Research conducted by a team at Mass General Brigham has revealed that the health benefits of aggressive blood pressure management significantly outweigh the risks of overtreatment for individuals with elevated blood pressure levels. The findings, recently published in the Annals of Internal Medicine, suggest that pursuing a more intensive blood pressure target can prevent serious cardiovascular events.

The study utilized data from the Systolic Blood Pressure Intervention Trial (SPRINT), the National Health and Nutrition Examination Survey (NHANES), and other scholarly sources to simulate lifetime health outcomes. These outcomes included heart attacks, strokes, and heart failure for patients with systolic blood pressure targets set at less than 120 mm Hg, 130 mm Hg, and 140 mm Hg. The research accounted for the side effects associated with blood pressure medications and compared the risk of severe treatment-related events.

Simulation Insights and Findings

The simulation model incorporated typical errors observed in routine clinical blood pressure readings. Despite these errors, the model indicated that a target of less than 120 mm Hg was more effective in preventing cardiovascular events compared to a target of less than 130 mm Hg. However, this more aggressive target also led to an increase in adverse events such as falls, kidney injury, hypotension, and bradycardia. Additionally, this target increased healthcare costs due to the higher use of antihypertensive medications and more frequent clinical consultations.

“The <120 mm Hg target was cost-effective, associated with a cost of $42,000 per quality-adjusted life-year gained."

Expert Opinions and Implications

Lead author Dr. Karen Smith, an investigator at the Department of Orthopedic Surgery at Brigham and Women’s Hospital, emphasized the potential benefits of intensive blood pressure management. “This study should give patients at high cardiovascular risk and their clinicians more confidence in pursuing an intensive blood pressure goal,” she stated. “Our findings suggest the intensive <120 mm Hg target prevents more cardiovascular events and provides good value, and this holds true even when measurements aren't perfect."

Dr. Smith also highlighted that while the study supports the cost-effectiveness of intensive treatment at the population level, it may not be suitable for every patient due to the increased risk of adverse events. “Patients and clinicians should work together to determine the appropriate medication intensity based on patient preferences,” she advised.

Context and Historical Comparisons

This research builds on previous findings from the SPRINT trial, which first demonstrated the benefits of lower blood pressure targets in reducing cardiovascular risk.
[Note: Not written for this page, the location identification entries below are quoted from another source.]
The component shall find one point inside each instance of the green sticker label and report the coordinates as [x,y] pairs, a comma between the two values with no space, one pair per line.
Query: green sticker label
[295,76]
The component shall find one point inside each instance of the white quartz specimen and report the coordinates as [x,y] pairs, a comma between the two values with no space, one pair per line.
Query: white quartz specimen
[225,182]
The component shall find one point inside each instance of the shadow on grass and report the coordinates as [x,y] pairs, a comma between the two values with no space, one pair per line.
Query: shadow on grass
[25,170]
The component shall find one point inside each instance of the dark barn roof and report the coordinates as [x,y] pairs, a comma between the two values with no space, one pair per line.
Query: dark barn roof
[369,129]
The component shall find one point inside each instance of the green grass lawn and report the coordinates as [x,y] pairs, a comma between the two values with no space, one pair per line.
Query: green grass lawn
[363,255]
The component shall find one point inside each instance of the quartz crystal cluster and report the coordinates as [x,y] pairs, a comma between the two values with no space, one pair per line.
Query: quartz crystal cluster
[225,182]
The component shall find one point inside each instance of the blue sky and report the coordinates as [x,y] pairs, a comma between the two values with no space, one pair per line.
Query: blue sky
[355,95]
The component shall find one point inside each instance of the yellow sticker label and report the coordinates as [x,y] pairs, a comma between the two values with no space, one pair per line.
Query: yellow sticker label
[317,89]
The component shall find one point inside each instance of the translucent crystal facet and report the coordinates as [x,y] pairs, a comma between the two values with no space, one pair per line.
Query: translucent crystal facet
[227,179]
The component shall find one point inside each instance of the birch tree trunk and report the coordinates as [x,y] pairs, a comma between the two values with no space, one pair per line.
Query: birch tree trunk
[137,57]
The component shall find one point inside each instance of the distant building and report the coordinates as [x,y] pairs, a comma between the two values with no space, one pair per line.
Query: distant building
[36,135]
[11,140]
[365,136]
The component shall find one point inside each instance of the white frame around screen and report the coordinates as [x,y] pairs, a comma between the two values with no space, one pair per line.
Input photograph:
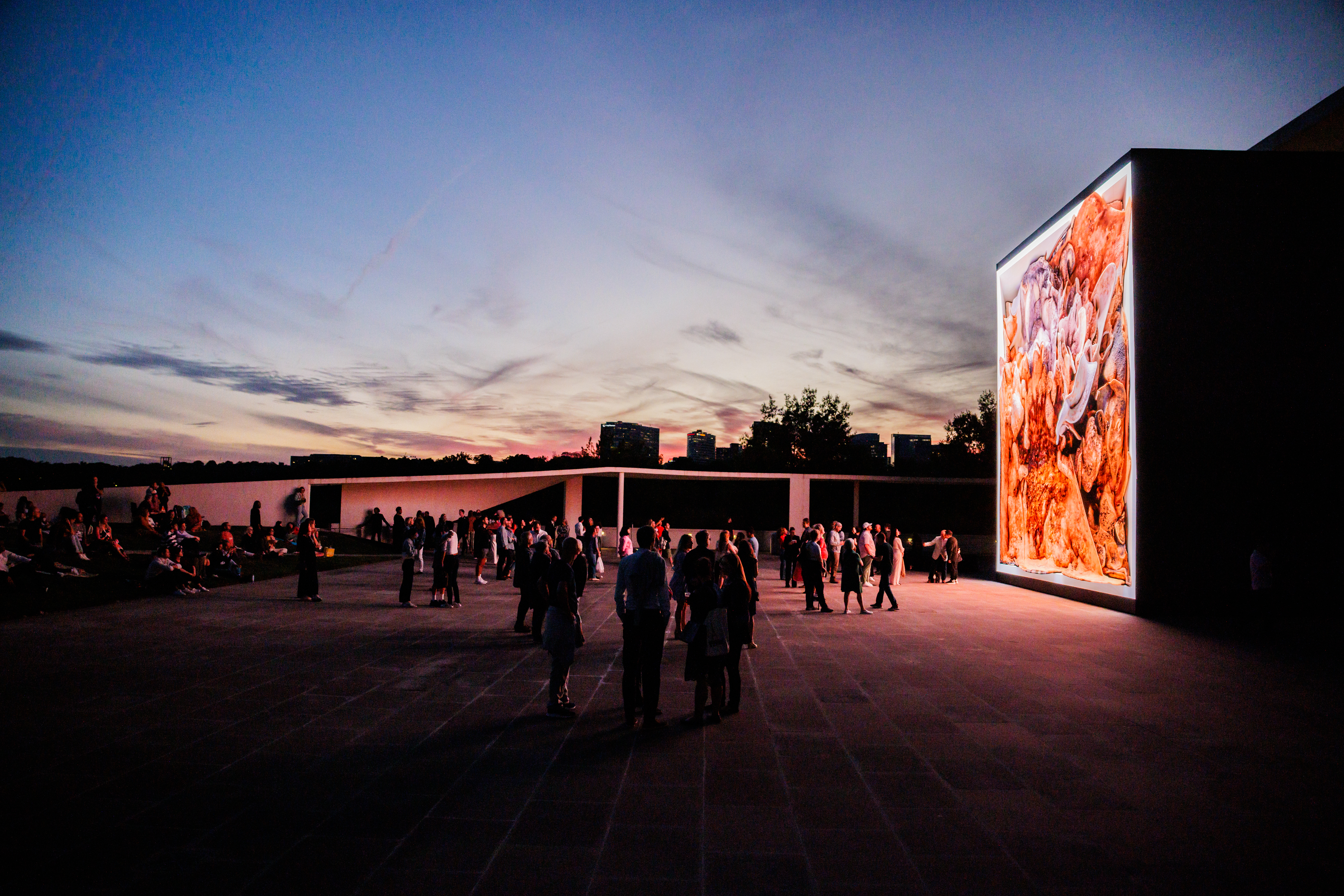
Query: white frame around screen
[1007,278]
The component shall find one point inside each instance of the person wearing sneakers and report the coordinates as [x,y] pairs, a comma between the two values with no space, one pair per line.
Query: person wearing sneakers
[884,563]
[408,567]
[484,537]
[560,634]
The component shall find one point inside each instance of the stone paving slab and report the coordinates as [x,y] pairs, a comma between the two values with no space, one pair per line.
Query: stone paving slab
[983,739]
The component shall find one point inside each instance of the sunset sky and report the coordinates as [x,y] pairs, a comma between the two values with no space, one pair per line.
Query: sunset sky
[257,233]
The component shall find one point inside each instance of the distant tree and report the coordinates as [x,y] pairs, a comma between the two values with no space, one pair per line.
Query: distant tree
[806,432]
[972,433]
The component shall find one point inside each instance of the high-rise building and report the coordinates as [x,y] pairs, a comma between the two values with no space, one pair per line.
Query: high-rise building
[728,452]
[699,446]
[628,441]
[911,448]
[873,443]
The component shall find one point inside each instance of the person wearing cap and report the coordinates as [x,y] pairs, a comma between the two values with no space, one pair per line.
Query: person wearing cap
[867,551]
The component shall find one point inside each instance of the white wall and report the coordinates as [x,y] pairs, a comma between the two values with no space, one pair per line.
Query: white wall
[217,502]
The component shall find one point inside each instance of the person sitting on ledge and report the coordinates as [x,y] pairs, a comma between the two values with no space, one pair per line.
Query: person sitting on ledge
[101,539]
[228,555]
[273,549]
[144,520]
[165,575]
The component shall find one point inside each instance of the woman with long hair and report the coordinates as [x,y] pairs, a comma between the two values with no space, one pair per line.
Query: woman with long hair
[736,597]
[850,577]
[308,549]
[703,669]
[724,547]
[750,571]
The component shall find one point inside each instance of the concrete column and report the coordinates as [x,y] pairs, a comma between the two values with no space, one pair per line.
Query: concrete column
[800,499]
[573,499]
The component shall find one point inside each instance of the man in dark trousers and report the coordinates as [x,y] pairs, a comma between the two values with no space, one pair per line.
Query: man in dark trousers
[408,565]
[791,557]
[951,555]
[521,578]
[538,569]
[813,574]
[644,605]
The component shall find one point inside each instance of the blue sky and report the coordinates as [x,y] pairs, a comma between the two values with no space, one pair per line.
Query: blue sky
[412,230]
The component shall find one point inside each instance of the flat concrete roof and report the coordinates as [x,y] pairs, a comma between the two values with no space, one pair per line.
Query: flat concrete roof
[645,473]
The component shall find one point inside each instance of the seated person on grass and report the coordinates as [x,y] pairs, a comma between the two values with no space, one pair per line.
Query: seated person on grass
[101,539]
[11,566]
[273,549]
[166,575]
[144,519]
[226,558]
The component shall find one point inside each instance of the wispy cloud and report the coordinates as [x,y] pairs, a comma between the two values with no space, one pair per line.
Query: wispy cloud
[383,257]
[15,343]
[245,379]
[713,332]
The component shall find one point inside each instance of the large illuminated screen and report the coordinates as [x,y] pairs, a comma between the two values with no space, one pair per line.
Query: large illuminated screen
[1065,320]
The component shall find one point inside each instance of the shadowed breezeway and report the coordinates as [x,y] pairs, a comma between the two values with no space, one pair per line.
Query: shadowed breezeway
[983,739]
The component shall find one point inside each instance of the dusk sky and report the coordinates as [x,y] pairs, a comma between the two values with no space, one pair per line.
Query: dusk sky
[488,229]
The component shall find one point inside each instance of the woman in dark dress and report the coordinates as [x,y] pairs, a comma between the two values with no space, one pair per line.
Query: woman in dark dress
[737,600]
[850,577]
[750,571]
[308,550]
[705,671]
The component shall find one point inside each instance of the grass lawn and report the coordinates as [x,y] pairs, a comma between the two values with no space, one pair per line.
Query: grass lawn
[116,580]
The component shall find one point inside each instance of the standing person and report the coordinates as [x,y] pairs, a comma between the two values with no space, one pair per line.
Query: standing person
[408,566]
[419,537]
[308,549]
[538,569]
[898,557]
[506,547]
[701,668]
[952,555]
[484,539]
[750,571]
[812,571]
[560,634]
[591,546]
[936,569]
[643,604]
[791,557]
[885,563]
[867,551]
[89,500]
[521,578]
[439,593]
[835,539]
[851,575]
[737,600]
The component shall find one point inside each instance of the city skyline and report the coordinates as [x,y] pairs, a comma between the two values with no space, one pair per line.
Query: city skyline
[246,235]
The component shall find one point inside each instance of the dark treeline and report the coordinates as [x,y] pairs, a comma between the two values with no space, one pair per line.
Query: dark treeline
[808,434]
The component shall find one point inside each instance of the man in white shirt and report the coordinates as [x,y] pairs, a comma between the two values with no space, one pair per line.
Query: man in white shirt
[867,550]
[835,540]
[936,569]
Historically, the medical community has debated the optimal blood pressure targets, balancing the benefits of lower thresholds against the risks of medication side effects and patient quality of life. This study provides a nuanced perspective, suggesting that while intensive targets are beneficial, they require careful consideration of individual patient circumstances.

Future Directions and Considerations

As healthcare providers consider implementing more aggressive blood pressure management strategies, the study underscores the importance of personalized care. The findings advocate for a collaborative approach between patients and clinicians to tailor treatment plans that align with patient health goals and risk profiles.
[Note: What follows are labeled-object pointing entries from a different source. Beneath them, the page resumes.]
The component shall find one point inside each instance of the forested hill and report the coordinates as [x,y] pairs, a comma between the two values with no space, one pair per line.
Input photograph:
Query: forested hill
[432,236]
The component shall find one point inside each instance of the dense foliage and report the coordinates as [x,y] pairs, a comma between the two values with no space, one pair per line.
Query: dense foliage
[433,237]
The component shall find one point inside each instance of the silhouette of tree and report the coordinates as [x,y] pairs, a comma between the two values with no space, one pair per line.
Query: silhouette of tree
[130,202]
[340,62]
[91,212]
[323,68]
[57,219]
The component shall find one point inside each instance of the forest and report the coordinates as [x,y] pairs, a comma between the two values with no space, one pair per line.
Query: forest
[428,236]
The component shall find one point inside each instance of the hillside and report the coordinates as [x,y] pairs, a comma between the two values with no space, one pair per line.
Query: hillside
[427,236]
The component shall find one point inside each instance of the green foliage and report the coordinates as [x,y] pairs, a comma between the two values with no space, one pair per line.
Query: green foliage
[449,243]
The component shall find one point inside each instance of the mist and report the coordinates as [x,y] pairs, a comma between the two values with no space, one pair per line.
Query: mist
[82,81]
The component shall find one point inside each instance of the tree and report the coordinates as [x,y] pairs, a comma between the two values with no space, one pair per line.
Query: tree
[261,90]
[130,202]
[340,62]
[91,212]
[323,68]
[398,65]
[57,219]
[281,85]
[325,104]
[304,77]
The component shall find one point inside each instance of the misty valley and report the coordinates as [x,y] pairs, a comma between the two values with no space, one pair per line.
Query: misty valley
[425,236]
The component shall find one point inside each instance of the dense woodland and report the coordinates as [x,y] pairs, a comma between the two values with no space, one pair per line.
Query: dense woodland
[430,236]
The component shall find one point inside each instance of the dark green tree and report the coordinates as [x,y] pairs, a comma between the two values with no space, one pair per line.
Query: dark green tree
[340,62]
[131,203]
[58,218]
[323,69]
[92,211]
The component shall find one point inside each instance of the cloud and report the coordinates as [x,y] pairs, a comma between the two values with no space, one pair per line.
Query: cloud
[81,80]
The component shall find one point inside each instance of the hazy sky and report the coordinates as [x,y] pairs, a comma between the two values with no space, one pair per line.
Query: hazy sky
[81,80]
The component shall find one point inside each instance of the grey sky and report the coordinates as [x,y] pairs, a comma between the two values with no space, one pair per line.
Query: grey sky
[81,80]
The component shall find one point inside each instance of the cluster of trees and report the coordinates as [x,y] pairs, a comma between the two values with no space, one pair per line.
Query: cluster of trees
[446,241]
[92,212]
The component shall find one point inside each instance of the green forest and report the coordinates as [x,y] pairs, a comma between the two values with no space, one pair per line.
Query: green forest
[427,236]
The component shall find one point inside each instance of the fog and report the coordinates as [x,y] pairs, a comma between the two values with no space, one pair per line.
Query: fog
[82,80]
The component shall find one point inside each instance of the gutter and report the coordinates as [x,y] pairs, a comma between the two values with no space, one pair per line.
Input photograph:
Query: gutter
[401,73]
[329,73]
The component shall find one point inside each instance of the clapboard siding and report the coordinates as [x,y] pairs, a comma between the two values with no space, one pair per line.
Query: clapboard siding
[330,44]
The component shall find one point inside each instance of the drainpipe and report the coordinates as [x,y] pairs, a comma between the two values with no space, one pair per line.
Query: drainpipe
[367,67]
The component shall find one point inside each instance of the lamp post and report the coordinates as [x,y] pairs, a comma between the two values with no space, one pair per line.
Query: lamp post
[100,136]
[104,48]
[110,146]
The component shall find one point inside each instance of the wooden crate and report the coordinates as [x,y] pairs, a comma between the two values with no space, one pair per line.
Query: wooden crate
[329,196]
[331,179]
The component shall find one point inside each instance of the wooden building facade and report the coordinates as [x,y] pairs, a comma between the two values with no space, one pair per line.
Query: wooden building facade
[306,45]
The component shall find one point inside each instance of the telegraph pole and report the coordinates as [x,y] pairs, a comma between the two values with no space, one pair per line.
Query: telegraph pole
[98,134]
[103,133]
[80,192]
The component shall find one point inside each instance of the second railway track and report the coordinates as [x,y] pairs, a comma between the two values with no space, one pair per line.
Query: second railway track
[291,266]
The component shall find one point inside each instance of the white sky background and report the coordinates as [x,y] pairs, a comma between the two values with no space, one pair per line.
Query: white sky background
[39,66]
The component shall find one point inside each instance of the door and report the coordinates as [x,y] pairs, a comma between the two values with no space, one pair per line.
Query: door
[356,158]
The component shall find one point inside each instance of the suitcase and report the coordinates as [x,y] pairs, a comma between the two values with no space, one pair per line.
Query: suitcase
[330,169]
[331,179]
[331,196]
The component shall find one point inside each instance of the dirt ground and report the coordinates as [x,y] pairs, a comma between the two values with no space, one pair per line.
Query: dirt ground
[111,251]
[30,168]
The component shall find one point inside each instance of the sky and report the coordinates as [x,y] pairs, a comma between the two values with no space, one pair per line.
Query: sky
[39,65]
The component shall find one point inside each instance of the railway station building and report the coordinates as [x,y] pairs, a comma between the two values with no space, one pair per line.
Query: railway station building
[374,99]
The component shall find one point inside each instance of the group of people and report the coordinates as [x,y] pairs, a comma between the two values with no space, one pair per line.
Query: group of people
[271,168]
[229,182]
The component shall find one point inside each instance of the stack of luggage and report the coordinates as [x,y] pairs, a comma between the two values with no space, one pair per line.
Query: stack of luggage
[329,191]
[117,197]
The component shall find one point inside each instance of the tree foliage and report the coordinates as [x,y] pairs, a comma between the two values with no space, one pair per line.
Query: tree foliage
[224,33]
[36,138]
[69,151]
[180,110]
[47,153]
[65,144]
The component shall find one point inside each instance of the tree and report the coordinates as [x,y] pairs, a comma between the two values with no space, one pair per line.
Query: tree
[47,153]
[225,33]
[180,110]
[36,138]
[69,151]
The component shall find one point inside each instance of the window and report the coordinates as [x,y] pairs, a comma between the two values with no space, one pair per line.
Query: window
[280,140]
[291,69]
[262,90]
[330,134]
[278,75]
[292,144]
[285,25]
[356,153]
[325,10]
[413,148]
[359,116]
Authorship for the study includes contributions from Thomas Gaziano, Alvin Mushlin, David Cutler, Nicolas Menzies, and Ankur Pandya, alongside Dr. Smith. The research received funding from the National Science Foundation and the National Institute of Neurological Disorders and Stroke, ensuring a robust and well-supported investigation into the cost-effectiveness of intensive blood pressure targets.

As the healthcare landscape continues to evolve, studies like this play a crucial role in informing clinical guidelines and patient care strategies, ultimately aiming to enhance health outcomes across diverse populations.